В тоске и горести провёл я около трёх месяцев. Потом в себя пришёл, и снова мы со сватом в путь пустились. В старину каждое село своего святого имело и в честь его имени праздник справляло. На одном таком сельском празднике понравилась мне девушка. Сват тут же порасспросил в народе, чья она и откуда?

— Не думаю, чтобы выдал отец её замуж. Жадный очень, зимой у него снега не допросишься, не то что дочери, — сказал нам кто-то.

— Что делать? — спросил я у свата.

— Глаз, говорят, лучший, чем ухо, свидетель, — ответил он мне, — Пойдём, поглядим. Если и вправду он такой жадный, выпью за здоровье его рогом из петушиной шпоры, да назад воротимся. Не посадит же он нас на цепь.

Хозяин наш, Макария, оказался высоким сухопарым человеком в домотканых шароварах. Он был так худ, что на тонконогое привидение походил, в сапоги обутое. Уселись мы под деревом. Кечули мой принялся нас всякими забавными историями ублажать да меня до небес расхваливать. Макария слушал равнодушно, раза два пытался улыбнуться да и то одними глазами, морщинки на лбу у него так и не разгладились.

— Женщина! — закричал он в кухню жене. — Смотри, чтобы поросёнок не сгорел! Тебе говорю, слышишь!

«Ого! — подумал я. — За ужином, верно, будем румяной поросячьей корочкой лакомиться» — и подморгнул Кечошке.

Он тоже мне подмаргивает и улыбается.

— Мёд, — говорит, — твоими бы устами… не мёд, вернее, а поросячье мясо, — прошептал и до времени слюну проглотил.

Обрадовался я, что всё так хорошо складывается. Больше, чем ожидание жареного мяса, меня другое обрадовало. Раз уж поросёнка для нас Макариева жена жарит, значит, не такой он жадный, как о нём говорят, и, главное, дочка у него ангел.
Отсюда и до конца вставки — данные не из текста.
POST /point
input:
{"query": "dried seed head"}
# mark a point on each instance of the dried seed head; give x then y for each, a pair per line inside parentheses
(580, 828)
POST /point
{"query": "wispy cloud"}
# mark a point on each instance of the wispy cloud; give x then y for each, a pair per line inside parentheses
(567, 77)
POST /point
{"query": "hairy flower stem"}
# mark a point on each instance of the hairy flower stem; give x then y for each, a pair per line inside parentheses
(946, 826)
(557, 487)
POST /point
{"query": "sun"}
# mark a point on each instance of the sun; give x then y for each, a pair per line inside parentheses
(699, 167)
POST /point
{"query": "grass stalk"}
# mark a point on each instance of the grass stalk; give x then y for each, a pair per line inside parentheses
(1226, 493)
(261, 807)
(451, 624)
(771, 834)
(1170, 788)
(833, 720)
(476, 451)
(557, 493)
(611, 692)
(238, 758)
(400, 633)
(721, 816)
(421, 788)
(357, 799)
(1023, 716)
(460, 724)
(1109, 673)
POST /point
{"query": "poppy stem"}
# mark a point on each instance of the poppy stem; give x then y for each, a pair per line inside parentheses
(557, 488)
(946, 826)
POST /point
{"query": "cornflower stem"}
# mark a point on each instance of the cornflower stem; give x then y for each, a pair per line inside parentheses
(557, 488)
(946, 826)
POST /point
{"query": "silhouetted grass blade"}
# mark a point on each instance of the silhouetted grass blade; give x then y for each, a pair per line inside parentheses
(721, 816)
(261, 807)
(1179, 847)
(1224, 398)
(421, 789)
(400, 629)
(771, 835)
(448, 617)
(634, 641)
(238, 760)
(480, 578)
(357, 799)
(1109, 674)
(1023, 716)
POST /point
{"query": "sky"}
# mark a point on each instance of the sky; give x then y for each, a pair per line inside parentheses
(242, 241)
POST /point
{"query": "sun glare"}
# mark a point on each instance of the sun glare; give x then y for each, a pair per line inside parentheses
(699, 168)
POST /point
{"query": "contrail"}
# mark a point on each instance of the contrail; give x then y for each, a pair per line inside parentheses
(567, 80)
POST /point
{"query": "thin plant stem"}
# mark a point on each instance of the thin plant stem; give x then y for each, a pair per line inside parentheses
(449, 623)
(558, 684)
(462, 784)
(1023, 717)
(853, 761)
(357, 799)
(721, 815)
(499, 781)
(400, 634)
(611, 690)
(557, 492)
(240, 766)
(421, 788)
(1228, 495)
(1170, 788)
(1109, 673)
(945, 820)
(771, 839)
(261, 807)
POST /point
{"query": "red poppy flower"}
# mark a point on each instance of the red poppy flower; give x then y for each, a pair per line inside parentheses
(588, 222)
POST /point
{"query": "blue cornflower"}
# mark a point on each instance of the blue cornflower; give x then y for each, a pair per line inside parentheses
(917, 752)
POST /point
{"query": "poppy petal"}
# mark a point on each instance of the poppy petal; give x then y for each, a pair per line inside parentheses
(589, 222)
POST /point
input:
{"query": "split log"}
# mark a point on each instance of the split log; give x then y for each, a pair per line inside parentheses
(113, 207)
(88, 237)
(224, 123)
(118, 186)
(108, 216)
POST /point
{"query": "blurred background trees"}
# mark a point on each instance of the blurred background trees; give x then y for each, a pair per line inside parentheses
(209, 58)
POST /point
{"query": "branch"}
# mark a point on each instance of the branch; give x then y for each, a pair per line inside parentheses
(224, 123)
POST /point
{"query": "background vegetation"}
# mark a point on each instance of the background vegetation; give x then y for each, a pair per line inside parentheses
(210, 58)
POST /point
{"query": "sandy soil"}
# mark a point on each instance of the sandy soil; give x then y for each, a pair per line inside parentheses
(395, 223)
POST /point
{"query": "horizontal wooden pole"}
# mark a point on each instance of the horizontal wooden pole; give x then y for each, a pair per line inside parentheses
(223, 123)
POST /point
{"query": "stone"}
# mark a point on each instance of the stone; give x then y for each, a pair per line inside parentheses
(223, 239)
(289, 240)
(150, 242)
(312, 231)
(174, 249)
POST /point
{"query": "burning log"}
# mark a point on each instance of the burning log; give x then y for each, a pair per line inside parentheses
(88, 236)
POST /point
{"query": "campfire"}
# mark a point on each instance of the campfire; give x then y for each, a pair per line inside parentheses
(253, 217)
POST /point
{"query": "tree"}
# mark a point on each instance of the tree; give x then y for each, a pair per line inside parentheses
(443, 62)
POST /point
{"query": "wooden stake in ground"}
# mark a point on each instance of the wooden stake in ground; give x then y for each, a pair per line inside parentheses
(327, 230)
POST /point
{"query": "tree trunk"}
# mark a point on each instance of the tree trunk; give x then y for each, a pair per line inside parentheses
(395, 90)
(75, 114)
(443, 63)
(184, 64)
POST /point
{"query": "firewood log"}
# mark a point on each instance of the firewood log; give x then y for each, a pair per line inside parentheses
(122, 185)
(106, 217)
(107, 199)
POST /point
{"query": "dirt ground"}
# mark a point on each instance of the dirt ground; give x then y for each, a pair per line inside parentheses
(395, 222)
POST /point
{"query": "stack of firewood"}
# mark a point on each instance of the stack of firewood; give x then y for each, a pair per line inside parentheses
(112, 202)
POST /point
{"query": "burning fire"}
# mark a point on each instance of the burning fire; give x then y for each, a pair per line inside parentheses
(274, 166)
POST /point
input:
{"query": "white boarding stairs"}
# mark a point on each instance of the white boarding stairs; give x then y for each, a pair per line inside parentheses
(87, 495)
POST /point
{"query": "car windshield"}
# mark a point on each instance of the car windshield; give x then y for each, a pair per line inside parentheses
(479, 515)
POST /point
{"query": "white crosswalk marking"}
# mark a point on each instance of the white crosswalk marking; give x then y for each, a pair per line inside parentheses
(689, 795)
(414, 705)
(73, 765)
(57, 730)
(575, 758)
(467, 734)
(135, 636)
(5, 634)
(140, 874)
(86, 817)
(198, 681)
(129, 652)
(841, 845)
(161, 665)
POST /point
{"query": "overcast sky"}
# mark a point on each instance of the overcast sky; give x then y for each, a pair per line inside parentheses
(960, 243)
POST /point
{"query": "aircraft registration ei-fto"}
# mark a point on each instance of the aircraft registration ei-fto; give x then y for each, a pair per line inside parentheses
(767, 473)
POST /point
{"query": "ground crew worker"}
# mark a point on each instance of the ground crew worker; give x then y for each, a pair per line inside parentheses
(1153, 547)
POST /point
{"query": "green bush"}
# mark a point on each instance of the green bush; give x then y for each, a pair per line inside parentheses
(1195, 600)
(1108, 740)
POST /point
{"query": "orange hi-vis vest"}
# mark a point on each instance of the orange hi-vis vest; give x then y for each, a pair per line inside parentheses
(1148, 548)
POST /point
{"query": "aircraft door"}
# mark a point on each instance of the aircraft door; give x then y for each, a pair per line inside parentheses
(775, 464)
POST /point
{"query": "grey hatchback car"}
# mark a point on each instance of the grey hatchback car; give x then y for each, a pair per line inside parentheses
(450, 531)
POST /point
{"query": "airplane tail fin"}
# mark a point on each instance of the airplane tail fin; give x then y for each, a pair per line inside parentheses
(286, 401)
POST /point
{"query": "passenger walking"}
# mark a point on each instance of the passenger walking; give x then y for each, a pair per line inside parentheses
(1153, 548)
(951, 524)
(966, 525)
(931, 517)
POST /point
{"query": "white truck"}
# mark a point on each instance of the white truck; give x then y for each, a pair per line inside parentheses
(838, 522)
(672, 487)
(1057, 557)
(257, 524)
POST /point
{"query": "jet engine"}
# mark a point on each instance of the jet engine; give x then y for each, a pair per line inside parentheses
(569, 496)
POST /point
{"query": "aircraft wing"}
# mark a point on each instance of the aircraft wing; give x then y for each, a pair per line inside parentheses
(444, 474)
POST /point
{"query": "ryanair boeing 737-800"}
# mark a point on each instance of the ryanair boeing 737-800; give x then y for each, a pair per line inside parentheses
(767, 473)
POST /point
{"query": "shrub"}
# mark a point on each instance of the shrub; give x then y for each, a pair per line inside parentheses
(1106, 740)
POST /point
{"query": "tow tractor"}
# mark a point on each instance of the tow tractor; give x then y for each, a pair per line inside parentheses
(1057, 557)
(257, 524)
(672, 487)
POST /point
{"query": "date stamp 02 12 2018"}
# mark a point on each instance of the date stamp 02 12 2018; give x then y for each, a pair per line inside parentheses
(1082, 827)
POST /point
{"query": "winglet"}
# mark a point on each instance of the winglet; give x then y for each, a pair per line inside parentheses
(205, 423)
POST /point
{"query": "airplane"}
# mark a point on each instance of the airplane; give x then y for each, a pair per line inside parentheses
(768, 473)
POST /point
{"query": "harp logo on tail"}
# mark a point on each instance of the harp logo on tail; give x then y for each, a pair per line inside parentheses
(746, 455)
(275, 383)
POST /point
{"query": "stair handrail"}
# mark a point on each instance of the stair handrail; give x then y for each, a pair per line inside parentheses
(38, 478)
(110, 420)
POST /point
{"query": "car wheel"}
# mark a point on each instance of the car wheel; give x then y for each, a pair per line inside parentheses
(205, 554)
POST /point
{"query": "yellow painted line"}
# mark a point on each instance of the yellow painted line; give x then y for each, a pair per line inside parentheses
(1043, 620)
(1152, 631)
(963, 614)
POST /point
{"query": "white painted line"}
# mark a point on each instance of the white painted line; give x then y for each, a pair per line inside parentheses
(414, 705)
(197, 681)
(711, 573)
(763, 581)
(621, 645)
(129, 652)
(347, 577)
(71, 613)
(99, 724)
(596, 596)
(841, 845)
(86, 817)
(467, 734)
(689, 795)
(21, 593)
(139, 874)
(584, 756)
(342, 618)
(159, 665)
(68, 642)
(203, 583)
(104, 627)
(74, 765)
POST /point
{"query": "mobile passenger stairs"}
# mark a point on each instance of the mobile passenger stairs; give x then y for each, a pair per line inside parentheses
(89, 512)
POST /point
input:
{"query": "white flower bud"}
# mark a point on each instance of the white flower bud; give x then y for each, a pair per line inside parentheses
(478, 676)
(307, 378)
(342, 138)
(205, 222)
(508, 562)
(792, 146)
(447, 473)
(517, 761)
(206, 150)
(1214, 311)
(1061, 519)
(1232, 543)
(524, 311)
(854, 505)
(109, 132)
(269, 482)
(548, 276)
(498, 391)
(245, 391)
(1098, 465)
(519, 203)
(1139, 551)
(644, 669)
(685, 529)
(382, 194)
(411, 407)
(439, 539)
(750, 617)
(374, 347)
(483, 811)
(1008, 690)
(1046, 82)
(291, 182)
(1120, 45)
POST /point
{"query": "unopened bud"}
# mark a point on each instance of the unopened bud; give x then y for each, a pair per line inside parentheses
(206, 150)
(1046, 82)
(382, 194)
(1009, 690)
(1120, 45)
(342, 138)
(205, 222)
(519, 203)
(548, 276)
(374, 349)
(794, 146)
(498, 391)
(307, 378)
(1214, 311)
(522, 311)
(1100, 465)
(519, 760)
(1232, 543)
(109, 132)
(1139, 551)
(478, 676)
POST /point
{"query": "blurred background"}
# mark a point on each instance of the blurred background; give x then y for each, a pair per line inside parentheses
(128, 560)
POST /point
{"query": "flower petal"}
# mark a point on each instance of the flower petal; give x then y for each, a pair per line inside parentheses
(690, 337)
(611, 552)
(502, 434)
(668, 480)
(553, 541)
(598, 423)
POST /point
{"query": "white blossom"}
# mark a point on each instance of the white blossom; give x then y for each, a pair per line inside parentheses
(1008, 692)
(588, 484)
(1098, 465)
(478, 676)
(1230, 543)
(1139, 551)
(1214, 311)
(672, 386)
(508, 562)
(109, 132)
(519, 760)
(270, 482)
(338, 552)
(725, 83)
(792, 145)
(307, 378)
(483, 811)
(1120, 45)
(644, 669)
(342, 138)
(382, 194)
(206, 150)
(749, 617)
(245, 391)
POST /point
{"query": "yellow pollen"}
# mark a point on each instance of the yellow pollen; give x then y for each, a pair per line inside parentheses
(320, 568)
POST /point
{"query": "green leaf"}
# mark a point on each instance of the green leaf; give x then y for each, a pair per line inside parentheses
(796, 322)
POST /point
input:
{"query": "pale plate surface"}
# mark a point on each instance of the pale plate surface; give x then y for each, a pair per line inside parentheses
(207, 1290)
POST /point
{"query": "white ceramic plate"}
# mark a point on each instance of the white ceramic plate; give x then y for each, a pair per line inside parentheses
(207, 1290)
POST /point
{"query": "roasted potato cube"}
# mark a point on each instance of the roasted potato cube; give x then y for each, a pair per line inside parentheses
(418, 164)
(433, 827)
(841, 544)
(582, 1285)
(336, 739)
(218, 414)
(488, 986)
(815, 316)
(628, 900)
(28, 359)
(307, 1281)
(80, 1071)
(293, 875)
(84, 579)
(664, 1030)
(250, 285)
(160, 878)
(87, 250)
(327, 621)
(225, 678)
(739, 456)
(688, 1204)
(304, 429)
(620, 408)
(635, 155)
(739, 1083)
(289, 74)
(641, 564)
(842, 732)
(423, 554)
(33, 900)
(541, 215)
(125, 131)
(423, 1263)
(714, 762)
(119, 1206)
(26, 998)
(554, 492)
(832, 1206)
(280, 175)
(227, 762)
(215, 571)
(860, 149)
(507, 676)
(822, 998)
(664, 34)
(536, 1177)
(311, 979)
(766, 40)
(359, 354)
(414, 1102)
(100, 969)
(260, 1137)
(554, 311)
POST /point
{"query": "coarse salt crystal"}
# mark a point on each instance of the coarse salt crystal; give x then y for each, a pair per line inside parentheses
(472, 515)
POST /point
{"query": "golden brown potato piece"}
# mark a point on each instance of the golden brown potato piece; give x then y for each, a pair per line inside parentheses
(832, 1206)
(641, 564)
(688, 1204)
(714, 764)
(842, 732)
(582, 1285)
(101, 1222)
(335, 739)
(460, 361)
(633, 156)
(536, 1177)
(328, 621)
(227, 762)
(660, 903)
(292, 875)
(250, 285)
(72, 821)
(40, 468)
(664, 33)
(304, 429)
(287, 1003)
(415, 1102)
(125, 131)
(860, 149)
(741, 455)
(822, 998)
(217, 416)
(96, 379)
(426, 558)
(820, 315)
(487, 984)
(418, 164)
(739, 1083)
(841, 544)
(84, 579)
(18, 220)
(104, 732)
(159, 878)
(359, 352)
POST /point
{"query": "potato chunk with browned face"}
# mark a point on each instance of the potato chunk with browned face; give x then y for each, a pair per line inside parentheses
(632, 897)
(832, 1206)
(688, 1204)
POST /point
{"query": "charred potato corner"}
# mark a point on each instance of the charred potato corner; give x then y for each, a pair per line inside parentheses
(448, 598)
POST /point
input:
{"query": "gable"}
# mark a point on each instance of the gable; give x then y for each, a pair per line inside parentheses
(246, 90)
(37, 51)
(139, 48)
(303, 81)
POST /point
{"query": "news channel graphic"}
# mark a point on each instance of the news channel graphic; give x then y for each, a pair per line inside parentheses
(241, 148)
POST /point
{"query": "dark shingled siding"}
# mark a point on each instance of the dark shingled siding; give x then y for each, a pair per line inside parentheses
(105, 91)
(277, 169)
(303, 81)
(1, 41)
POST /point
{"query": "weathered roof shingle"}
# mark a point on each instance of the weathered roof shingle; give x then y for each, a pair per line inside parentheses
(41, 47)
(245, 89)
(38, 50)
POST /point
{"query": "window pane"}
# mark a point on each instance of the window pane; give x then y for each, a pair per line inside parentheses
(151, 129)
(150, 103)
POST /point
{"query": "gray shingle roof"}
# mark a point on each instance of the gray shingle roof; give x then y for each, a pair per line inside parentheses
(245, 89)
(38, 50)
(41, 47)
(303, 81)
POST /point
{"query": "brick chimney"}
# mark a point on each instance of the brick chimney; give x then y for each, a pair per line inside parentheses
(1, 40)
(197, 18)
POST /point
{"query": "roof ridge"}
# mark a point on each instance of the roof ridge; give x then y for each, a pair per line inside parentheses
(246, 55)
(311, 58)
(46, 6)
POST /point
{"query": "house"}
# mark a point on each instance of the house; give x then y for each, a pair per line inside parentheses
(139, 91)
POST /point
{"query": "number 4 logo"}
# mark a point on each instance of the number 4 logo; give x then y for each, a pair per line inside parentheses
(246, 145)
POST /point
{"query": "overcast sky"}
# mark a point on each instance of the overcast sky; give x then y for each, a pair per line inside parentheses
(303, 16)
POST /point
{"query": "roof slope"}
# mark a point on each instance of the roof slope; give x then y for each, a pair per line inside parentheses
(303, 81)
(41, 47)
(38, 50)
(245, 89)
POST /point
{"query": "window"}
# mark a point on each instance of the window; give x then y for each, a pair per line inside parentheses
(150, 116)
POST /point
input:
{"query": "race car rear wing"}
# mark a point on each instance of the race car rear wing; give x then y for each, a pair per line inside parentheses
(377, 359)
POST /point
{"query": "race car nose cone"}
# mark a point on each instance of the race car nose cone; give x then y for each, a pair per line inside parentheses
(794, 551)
Оказывается, сват тоже об этом размышлял.

— Ах, Караманчик, людям не всегда верить нужно, — сказал он мне тихо. — Ну чем этот Макария на скрягу похож? Видишь, гостям запросто поросёнка изжарить велел. Правильно мы поступили, что не поверили людской молве, а решили своими глазами поглядеть. Скажи, не правда ли был я очень дальновиден?

— Истинно! Если бы жив был Соломон Мудрый, он бы каждый день твоего совета спрашивал. Не будь тебя, что бы я, бедняга, делать стал?

Стол накрыли на террасе.

Налили нам понемножечку жидкого лобио да подали несколько тонко нарезанных ломтиков сыра. В ожидании поросёнка ни я, ни Кечо к лобио даже не притронулись.

А хозяин в своё лобио целую пригоршню соли насыпал.

— Что вы это, батоно Макария, — говорю ему, — солоно ведь будет?

— Ну и что же? Еда должна быть солёной, а как же? От соли пить хочется, а от воды полнеют. В ком хоть немного ума есть, тот много соли потребляет. От этого и воды пьётся больше, и еды меньше уходит, уж я это знаю!

Сват тем временем на сыр накинулся. Сразу по несколько кусков в рот запихивал.

Хозяин тотчас же это заметил и говорит ему, не смущаясь нимало:

— Ты что это, парень, по два куска зараз в рот кладёшь? Не у врага ведь в гостях, небось. У вас двух мертвецов вместе что ли хоронят?

— Ежели бедные они, да тонкие, можно и троих, — осклабился Кечо.

Встали мы из-за стола так, что о поросёнке никто и слова не промолвил.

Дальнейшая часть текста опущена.